To bask upon the sunny bed,
The damask flowers to kiss,
To range along the bending shade
Is all thy life of bliss.
Then flutter still thy silken wings,
In rich embroidery drest,
And sport upon the gale that flings
Sweet odors from his vest.
JANE TAYLOR.
CUNNING BEE.
Said a little wandering maiden
To a bee with honey laden,
"Bee, at all the flowers you work,
Yet in some does poison lurk."
"That I know, my little maiden,"
Said the bee with honey laden;
"But the poison I forsake,
And the honey only take."
"Cunning bee with honey laden,
That is right," replied the maiden;
"So will I, from all I meet,
Only draw the good and sweet."
ANON.
GRASSHOPPER AND CRICKET.
The poetry of earth is never dead!
When all the birds are faint with the hot sun,
And hide in cooling trees, a voice will run
From hedge to hedge about the new-mown mead;
That is the grasshopper's, he takes the lead
In summer luxury; he has never done
With his delights, for when tired out with fun
He rests at ease beneath some pleasant weed.

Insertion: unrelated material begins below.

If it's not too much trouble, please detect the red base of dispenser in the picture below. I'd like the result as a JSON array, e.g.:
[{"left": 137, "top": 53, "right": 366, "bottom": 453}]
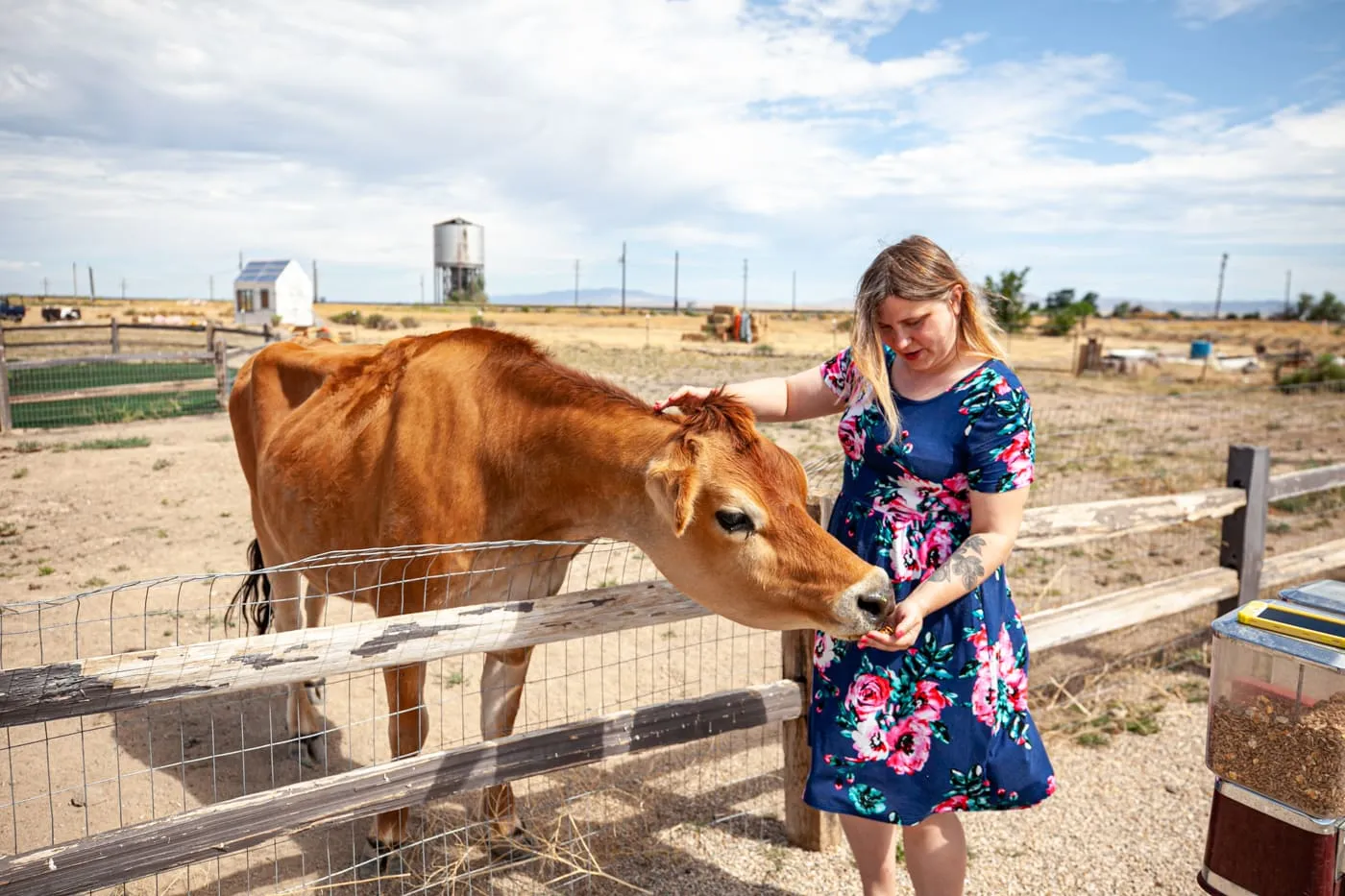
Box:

The poetry of earth is ceasing never:
On a lone winter evening, when the frost
Has wrought a silence, from the stove there shrills
The cricket's song, in warmth increasing ever;
And seems to one in drowsiness half lost
The grasshopper's among some grassy hills
JOHN KEATS
PATIENT WEAVERS.
Is a spider an insect? If you have thought so, you have been mistaken. Insects are made up of three distinct parts; they always have six legs, and they breathe through air-tubes along the sides of their bodies.